Supporting Inclusive Learning for Children with Disabilities
Thou Phearin, a 12-year-old boy, sits quietly reading and studying with his new glasses. He gives us a big smile and describes how good he feels after receiving support from the Inclusive Learning project implemented by Save the Children. “After getting glasses, I am so excited to be able to clearly see letters in my books and on the blackboard in school,” Phearin said.
Phearin is studying Grade 5 in Proy Gnel primary school. He is the fifth son of a poor family of eight in Prongil village, Prongil commune, Kravanh district, Pursat province. It was very difficult before for Phearin to read and write his homework at home, especially in dark places because of his poor sight. However, he could still help support his parents with house chores. “Phearin always helps us take care of the cows and plant crops during his free time, said Ms. Thik Mum, Phearin’s mother, “But he was not interested in going to school and doing his homework.”
Phearin always disturbed his classmates during class time by asking them to read lessons for him because he could not see the blackboard, which made Phearin not want to go to school. “Previously, Phearin sat far away from the blackboard and he often asked for other classmate’s books in order to copy lessons,” explained Ms. Sath Nunty, Phearin’s teacher, “I decided to change his seating arrangement but this still did not work for him.”
In 2019, with funding support from the Norwegian Agency for Development Cooperation (NORAD), Save the Children worked closely with local and government partners to implement the Inclusive Learning project in Phearin’s community. The project aims to provide training to Teachers and School Principals on how to identify children with disabilities as well as how to properly implement inclusive education methods during class time.
Ms. Nunty received training from the project on how to identify children at risk of reduced participation due to disabilities or impairments. Ms. Nunty noticed Phearin’s difficulties, where she then worked closely with project staff and Phearin’s parents to send him to the Provincial Hospital in order to get his eyes checked out and get him glasses.

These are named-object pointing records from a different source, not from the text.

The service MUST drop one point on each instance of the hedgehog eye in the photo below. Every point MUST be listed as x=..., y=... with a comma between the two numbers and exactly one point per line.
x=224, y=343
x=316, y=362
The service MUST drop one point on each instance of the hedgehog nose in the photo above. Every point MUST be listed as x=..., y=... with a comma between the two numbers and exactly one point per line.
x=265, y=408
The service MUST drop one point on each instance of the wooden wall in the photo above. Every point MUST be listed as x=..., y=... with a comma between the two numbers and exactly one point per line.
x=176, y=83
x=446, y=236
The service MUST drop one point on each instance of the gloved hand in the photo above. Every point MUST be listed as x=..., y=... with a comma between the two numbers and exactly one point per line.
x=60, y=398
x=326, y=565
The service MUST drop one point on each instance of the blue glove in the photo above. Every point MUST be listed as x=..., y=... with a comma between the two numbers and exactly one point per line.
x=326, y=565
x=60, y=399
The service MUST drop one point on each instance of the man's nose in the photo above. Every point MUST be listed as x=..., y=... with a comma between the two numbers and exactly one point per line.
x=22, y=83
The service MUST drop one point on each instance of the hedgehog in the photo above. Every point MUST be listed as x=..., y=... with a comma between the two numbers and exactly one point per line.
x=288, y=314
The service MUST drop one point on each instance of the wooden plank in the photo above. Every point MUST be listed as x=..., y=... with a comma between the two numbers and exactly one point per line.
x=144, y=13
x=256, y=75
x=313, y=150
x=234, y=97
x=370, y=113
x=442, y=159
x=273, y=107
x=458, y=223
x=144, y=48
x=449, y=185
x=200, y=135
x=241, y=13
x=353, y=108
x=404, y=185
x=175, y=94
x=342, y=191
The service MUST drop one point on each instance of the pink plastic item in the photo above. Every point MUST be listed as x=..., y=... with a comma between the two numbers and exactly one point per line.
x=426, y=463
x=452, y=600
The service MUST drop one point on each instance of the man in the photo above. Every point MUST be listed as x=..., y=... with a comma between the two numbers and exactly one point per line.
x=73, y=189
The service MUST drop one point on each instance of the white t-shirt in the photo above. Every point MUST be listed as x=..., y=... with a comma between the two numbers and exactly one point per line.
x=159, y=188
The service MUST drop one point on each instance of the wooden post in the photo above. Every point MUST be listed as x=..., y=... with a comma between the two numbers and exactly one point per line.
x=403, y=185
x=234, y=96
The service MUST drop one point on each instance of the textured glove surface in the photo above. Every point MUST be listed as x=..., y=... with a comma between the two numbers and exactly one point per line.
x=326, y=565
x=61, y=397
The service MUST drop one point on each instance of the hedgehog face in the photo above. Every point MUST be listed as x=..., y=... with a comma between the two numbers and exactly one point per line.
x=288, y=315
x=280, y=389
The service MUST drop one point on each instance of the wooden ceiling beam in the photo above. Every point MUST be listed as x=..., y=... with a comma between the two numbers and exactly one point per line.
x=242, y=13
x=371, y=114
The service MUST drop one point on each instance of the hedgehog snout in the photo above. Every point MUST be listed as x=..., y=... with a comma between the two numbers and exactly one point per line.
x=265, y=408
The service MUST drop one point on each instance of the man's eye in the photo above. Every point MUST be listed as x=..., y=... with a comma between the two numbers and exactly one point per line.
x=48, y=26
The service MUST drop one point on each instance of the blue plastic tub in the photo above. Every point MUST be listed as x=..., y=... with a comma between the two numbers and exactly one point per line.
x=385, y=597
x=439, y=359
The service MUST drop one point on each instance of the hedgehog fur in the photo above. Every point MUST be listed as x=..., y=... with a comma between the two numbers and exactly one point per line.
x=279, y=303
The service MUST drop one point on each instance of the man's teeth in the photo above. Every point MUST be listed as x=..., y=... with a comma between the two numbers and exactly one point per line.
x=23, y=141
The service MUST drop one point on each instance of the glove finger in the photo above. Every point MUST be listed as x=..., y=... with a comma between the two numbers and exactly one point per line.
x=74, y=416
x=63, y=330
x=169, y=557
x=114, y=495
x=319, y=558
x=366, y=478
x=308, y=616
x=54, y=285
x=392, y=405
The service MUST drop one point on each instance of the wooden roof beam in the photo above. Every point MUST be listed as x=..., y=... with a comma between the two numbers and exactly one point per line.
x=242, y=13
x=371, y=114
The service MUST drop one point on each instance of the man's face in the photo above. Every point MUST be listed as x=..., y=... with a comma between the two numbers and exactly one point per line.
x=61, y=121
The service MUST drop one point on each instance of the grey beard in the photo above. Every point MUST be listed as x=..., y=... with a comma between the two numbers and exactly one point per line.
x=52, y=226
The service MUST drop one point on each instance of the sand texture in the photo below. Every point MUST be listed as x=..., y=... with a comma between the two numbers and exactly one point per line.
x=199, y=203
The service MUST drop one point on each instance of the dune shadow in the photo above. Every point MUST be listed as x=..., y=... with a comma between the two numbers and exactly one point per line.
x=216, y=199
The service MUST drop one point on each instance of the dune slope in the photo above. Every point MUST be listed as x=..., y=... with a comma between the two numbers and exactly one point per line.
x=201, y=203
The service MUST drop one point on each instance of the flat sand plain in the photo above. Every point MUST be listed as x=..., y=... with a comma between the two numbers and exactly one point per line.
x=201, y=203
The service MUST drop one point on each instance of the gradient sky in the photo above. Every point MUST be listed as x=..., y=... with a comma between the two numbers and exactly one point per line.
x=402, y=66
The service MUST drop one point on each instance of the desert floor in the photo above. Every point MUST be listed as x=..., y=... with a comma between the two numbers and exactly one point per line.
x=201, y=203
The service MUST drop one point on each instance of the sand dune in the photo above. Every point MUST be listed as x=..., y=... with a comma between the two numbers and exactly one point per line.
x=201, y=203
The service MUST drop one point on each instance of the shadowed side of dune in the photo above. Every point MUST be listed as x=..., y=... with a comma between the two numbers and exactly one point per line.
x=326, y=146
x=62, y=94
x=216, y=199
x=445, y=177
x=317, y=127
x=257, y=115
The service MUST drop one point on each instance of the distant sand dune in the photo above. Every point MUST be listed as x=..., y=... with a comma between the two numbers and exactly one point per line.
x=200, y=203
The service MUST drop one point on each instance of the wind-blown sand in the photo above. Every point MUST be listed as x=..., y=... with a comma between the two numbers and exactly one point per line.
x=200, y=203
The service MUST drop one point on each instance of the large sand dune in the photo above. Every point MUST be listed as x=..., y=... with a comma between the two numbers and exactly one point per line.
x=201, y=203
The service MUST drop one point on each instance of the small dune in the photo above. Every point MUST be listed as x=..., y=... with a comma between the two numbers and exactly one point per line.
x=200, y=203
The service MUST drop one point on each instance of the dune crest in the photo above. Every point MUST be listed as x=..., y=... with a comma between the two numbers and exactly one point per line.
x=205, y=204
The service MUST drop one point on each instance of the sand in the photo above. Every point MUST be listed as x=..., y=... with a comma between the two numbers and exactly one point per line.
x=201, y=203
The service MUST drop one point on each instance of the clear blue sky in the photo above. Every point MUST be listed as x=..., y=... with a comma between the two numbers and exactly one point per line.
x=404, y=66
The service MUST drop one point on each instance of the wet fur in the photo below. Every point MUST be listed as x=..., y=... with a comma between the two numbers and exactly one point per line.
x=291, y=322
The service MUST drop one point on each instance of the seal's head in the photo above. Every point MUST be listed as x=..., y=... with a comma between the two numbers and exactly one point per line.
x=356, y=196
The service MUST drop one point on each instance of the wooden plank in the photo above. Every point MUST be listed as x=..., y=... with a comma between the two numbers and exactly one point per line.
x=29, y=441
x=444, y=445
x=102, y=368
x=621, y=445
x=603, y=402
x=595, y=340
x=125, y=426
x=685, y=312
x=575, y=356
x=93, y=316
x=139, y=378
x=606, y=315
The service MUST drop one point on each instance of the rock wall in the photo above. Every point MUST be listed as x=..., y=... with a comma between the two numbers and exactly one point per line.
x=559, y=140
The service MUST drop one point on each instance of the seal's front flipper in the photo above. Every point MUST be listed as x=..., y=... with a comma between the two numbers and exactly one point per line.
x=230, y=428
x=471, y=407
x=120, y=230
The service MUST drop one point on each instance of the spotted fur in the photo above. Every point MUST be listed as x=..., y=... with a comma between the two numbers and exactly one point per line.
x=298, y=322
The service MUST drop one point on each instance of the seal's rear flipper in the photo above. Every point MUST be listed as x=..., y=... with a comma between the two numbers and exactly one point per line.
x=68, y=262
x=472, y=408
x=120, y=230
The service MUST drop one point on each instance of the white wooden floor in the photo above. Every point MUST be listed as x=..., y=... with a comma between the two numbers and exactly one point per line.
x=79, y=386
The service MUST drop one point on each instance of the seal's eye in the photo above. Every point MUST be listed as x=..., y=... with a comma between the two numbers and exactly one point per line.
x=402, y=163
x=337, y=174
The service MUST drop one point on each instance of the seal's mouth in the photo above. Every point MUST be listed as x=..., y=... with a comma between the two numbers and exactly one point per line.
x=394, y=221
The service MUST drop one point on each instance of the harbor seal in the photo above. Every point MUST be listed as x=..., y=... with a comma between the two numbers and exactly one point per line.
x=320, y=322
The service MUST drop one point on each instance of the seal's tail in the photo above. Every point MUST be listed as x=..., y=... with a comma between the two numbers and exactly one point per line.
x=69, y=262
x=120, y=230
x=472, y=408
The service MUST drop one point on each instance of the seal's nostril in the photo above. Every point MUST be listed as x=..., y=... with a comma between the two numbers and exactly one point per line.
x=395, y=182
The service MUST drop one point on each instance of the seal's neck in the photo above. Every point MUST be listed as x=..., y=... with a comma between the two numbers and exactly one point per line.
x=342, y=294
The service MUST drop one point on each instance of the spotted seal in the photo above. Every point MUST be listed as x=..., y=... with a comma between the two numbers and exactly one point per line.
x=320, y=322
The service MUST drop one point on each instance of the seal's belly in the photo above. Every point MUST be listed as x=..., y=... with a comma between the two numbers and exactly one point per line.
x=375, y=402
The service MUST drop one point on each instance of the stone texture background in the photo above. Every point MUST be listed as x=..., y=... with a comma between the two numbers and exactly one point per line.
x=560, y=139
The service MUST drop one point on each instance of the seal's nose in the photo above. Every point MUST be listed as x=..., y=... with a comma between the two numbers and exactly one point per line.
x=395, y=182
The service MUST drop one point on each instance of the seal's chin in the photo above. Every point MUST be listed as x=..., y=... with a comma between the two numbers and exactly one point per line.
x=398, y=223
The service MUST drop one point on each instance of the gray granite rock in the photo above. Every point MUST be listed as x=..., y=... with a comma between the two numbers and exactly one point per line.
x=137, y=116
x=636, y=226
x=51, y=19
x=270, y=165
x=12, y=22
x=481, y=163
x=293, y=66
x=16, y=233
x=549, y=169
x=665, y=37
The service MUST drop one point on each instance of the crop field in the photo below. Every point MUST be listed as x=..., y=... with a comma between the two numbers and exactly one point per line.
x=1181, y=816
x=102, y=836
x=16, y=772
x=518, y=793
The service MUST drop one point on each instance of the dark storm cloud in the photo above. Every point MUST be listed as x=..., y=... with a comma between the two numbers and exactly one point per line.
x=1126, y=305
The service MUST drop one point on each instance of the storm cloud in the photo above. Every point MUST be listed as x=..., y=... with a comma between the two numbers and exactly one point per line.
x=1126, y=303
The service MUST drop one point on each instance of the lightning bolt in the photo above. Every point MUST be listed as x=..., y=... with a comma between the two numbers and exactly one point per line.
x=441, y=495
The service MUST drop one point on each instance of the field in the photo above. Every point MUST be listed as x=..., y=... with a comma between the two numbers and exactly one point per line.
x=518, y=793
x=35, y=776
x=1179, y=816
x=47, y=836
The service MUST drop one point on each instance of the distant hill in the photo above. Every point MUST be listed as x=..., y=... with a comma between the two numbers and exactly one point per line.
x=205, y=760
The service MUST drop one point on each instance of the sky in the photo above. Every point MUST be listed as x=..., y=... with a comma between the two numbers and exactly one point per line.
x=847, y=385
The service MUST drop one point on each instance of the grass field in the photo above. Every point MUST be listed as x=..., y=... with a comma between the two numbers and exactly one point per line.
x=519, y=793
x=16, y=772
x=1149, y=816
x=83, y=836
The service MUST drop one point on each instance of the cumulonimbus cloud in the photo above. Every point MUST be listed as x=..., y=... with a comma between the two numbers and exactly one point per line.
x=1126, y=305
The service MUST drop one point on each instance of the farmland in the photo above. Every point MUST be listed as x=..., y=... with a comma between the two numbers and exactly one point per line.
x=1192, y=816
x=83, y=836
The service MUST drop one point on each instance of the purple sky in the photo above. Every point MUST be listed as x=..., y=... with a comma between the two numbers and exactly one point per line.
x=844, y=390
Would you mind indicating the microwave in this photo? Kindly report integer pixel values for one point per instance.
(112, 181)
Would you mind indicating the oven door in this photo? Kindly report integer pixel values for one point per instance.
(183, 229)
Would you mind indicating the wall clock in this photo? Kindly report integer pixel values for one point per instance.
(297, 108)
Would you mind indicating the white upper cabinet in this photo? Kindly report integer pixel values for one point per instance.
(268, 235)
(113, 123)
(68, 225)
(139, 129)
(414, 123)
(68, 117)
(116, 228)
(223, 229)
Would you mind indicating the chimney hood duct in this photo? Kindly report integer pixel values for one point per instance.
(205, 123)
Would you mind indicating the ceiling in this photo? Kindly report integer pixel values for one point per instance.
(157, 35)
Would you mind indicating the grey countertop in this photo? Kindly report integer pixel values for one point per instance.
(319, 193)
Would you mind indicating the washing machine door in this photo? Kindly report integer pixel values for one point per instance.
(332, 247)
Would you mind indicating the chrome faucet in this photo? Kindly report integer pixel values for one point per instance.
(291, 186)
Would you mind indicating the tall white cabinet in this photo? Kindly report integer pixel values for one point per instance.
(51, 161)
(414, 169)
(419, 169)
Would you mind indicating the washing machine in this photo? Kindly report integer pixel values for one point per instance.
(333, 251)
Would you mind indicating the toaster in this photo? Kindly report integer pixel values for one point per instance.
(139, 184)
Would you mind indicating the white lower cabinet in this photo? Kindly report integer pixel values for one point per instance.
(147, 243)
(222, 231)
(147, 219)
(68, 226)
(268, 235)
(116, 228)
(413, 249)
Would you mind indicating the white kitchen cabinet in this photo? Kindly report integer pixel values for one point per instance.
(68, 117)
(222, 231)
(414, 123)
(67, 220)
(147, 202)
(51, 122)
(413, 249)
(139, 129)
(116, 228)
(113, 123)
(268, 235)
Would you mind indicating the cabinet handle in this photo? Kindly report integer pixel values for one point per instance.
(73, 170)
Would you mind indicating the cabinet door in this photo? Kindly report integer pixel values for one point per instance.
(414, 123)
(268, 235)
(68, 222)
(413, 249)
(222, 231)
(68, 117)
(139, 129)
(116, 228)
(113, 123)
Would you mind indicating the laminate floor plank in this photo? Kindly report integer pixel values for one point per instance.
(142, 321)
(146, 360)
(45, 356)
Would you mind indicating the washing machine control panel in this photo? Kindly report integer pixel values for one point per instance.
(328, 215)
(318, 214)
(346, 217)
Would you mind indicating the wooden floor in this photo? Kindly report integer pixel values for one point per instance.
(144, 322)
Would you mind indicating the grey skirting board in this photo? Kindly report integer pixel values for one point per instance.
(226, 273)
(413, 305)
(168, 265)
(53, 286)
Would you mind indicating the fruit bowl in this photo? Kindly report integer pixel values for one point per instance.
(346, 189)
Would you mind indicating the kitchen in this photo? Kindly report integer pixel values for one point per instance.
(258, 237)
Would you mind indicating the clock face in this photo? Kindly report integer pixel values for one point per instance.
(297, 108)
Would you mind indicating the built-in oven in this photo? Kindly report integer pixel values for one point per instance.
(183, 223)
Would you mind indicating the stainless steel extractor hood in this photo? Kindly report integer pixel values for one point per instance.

“I applied new methods and teaching styles to support all children in my class, especially children with disabilities.” Ms. Nunty continued, “I re-arranged the seats so that all children can see what is written on the blackboard at all times, as well as produced picture cards to support children’s learning in a fun way.”
Phearin now regularly comes to class after he received his glasses, and his learning progress has improved. He does not need to borrow his classmate’s books to copy lessons anymore because he can see everything clearly. Ms. Mum said with a big smile that she thankful to teachers, school directors and especially to the organization [Save the Children] in supporting her son to get glasses.
When asked what he wants to be in the future, Phearin happily replied, “I have three main ideas for what I want to be in the future, where I want to be a teacher, doctor or IT specialist.”